Riepiloghiamo. La PETA, ossia l'organizzazione che si occupa del trattamento etico degli animali (così recita l'acronimo: People for the Ethical Treatment of Animals), ha indetto una petizione contro i Pokémon poiché i giochi pubblicati da Nintendo inciterebbero o quantomeno avallerebbero una non meglio precisata violenza ai danni degli animali. Ma ecco quanto riportato nella loro petizione:

I Pokémon sono trattati come oggetti privi di sensibilità e usati come intrattenimento umano o come cavie da esperimento. Il modo in cui i Pokémon vengono stipati all'intendo delle pokéball poi, è simile a come i circhi incatenano gli elefanti dentro certi automobili semoventi, facendoli uscire solo per compiere numeri che spesso li confondono e recano loro dolore. Numeri che vengono appresi mentre vengono pungolati con dei ganci d'acciaio affilati e sottoposti a scariche elettriche.

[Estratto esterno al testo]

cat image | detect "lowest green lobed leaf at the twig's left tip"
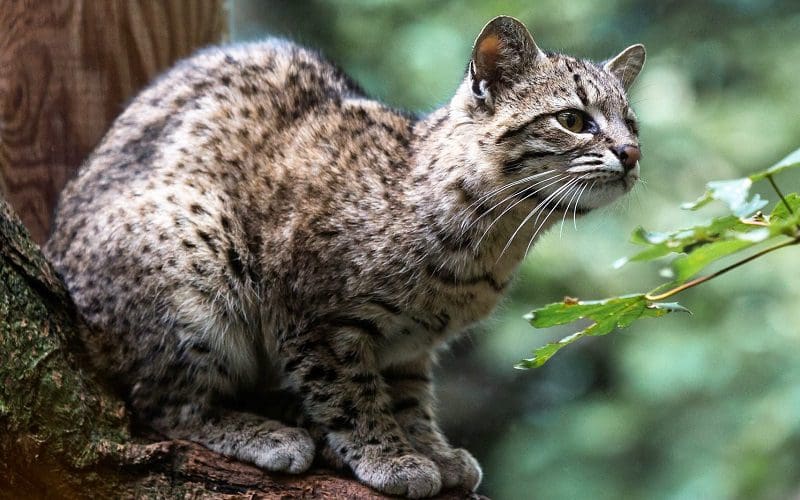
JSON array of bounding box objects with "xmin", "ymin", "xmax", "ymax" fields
[{"xmin": 515, "ymin": 294, "xmax": 688, "ymax": 369}]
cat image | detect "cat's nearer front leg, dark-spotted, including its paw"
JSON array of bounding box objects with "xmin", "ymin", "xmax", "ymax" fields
[{"xmin": 280, "ymin": 318, "xmax": 442, "ymax": 498}]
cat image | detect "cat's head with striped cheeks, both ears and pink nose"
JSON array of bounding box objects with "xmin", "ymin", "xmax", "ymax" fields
[{"xmin": 451, "ymin": 16, "xmax": 645, "ymax": 213}]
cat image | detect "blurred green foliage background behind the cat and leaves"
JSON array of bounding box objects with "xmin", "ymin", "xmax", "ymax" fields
[{"xmin": 231, "ymin": 0, "xmax": 800, "ymax": 499}]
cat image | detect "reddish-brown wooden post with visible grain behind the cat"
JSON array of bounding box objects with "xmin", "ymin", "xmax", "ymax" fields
[{"xmin": 0, "ymin": 0, "xmax": 227, "ymax": 243}]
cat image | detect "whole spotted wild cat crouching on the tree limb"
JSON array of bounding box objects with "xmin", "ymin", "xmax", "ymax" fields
[{"xmin": 45, "ymin": 16, "xmax": 645, "ymax": 498}]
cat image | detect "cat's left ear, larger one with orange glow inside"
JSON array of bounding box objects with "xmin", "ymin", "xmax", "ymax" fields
[{"xmin": 469, "ymin": 16, "xmax": 545, "ymax": 99}]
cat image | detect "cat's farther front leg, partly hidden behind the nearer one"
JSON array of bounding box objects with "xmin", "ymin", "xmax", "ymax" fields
[{"xmin": 381, "ymin": 356, "xmax": 482, "ymax": 490}]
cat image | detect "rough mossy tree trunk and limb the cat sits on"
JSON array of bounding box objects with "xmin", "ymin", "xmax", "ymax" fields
[{"xmin": 0, "ymin": 197, "xmax": 479, "ymax": 499}]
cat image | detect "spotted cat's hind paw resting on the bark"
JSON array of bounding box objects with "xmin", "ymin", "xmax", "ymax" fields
[{"xmin": 255, "ymin": 427, "xmax": 314, "ymax": 474}]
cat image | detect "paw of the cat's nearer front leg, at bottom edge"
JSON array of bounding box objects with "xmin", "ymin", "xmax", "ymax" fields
[{"xmin": 355, "ymin": 455, "xmax": 442, "ymax": 498}]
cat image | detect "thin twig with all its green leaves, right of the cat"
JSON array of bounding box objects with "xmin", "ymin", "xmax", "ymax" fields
[{"xmin": 516, "ymin": 149, "xmax": 800, "ymax": 369}]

A riguardo la PETA ha pure creato un piccolo gioco in flash (che trovate a questo indirizzo), nel quale viene ribaltato il celebre slogan della saga in "liberateli tutti!". La risposta, laconica, di Nintendo non si è fatta attendere (via Nintendoeverything).

Nintendo e la Pokémon Company prendono molto seriamente l'utilizzo inappropriato dei loro prodotti e delle loro proprietà intellettuali.

Controbattuta che potrebbe significare tutto e niente, data la sua ambiguità. Più che altro chiarisce che la compagnia di Kyoto ha preso atto della vicenda ed agirà in qualche modo. Staremo a vedere come e in che senso.